Aan de lopende band: aantekeningen uit de fabriek, de debuutroman van de deze week overleden Joseph Ponthus, was wat de vorm (maar niet alleen wat de vorm) betreft één van de opvallendste romans1 die in 2020 in vertaling verschenen. In taal die het midden houdt tussen proza en poëzie doet Joseph Ponthus in Aan de lopende band: aantekeningen uit de fabriek op een heel precieze wijze verslag van het ritme van de werkzaamheden in de fabriek waar hij – die letteren studeerde en tien jaar als jongerenwerker in Parijse voorsteden werkte – noodgedwongen zijn geld verdient.
Maar Aan de lopende band is meer dan alleen dat ooggetuigenverslag. Joseph Ponthus reflecteert ook op de positie van de fabrieksarbeider, en daarbij roept hij de hulp van schrijvers en filosofen in, zonder zich via zijn belezenheid te distantiëren van de degenen die nog veel meer fabrieksarbeider zijn dan hij.
Solidair met proletariërs en ongeletterden
Zij – ‘de proletariërs uit alle landen’ en ‘de ongeletterden en de tandelozen met wie ik zoveel heb geleerd gelachen geleden en gewerkt’ aan wie hij zijn roman opdraagt – zullen de grote lijn van zijn verhaal zeker kunnen beamen, en ervaringen – zoals deze, waarmee hoofdstuk 29 van Aan de lopende band: aantekeningen uit de fabriek begint – delen:
‘ “Het zit er voor je op
Tot de volgende keer:
zei de chef aan het eind van de dag
En dat was het dan
Zes weken lang samengewerkt bij de schaal- en schelpdieren
De alikruiken
De wulken
De langoesten
De langoustines
De rode koningskrabben
De noordzeekrabben
Maar dat verandert dus niets aan mijn status van uitzendkracht
Na zes weken
Niet eens zeker of hij wel weet hoe ik heet
De handdruk aan het begin van de nacht en zijn
minzame glimlachje dat ik niet op het appel van
de lopende band ontbreek
Het zit er voor je op
Op 27 december
Begonnen bij het zeebanket
Op 14 november
Het zit er voor je op
Om halfeen ’s nachts beginnen
Zes van de zeven dagen aan het werk
De machines al na twee dagen kapot
Wat we niet hebben moeten verzinnen
om ons niet randje onmenselijk af te beulen
Wulken in je laarzen als stenen op je maag
De stank die je niet meer ruikt
(…)’
(vertaling: Floor Borsboom)
Arbeidersliteratuur
Tijdens het lezen van Aan de lopende band: aantekeningen uit de fabriek moest ik denken aan de dichters die zich verenigden onder de noemer Werkgroep Arbeidersliteratuur Rotterdam en hun poëzie publiceerden in WAR, een links georiënteerd tijdschrift dat van 1975 tot 1986 verscheen en waaraan niet alleen Rotterdamse schrijvers bijdroegen.
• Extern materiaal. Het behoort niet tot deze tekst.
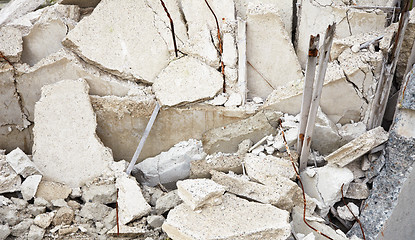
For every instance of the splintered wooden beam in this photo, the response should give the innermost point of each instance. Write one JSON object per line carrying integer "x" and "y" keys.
{"x": 308, "y": 87}
{"x": 318, "y": 88}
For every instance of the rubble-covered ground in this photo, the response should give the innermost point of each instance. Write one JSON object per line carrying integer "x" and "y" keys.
{"x": 79, "y": 81}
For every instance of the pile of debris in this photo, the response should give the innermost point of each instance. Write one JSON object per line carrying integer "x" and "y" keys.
{"x": 80, "y": 81}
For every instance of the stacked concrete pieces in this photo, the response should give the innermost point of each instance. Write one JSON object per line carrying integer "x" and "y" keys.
{"x": 64, "y": 117}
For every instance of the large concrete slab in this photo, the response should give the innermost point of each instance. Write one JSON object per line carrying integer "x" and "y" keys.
{"x": 128, "y": 44}
{"x": 270, "y": 54}
{"x": 235, "y": 218}
{"x": 66, "y": 148}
De meeste van deze dichters waren minder belezen dan Joseph Ponthus, maar net als hij waren ze uit op het in woorden vangen van de eentonige dagelijkse bezigheden.
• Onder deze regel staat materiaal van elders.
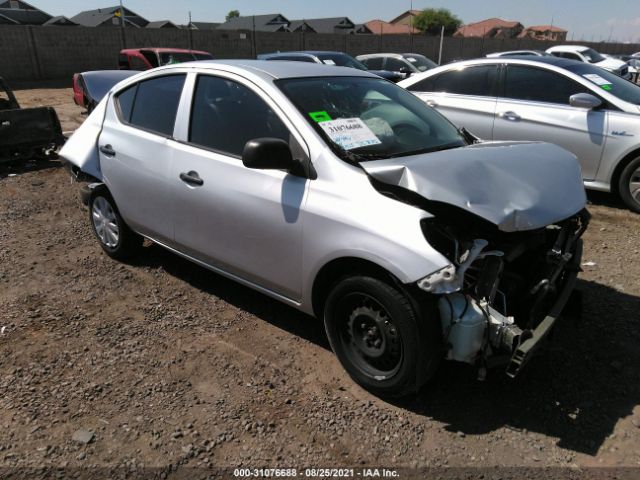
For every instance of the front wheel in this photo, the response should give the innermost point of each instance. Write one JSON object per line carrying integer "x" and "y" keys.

Een van degenen die gemakshalve aangeduid werd als arbeider-dichter was Wim de Vries (1923-1994). Hij zag de nadelen van dat ‘arbeider-dichter’, keek in zijn werk verder dan de verhouding werkgever-werknemer en vond het belangrijk dat zijn werk niet alleen sociologisch geduid, maar ook literair gewaardeerd werd (Wim de Vries is met één gedicht vertegenwoordigd in Komrij’s canon van de Nederlandse poëzie).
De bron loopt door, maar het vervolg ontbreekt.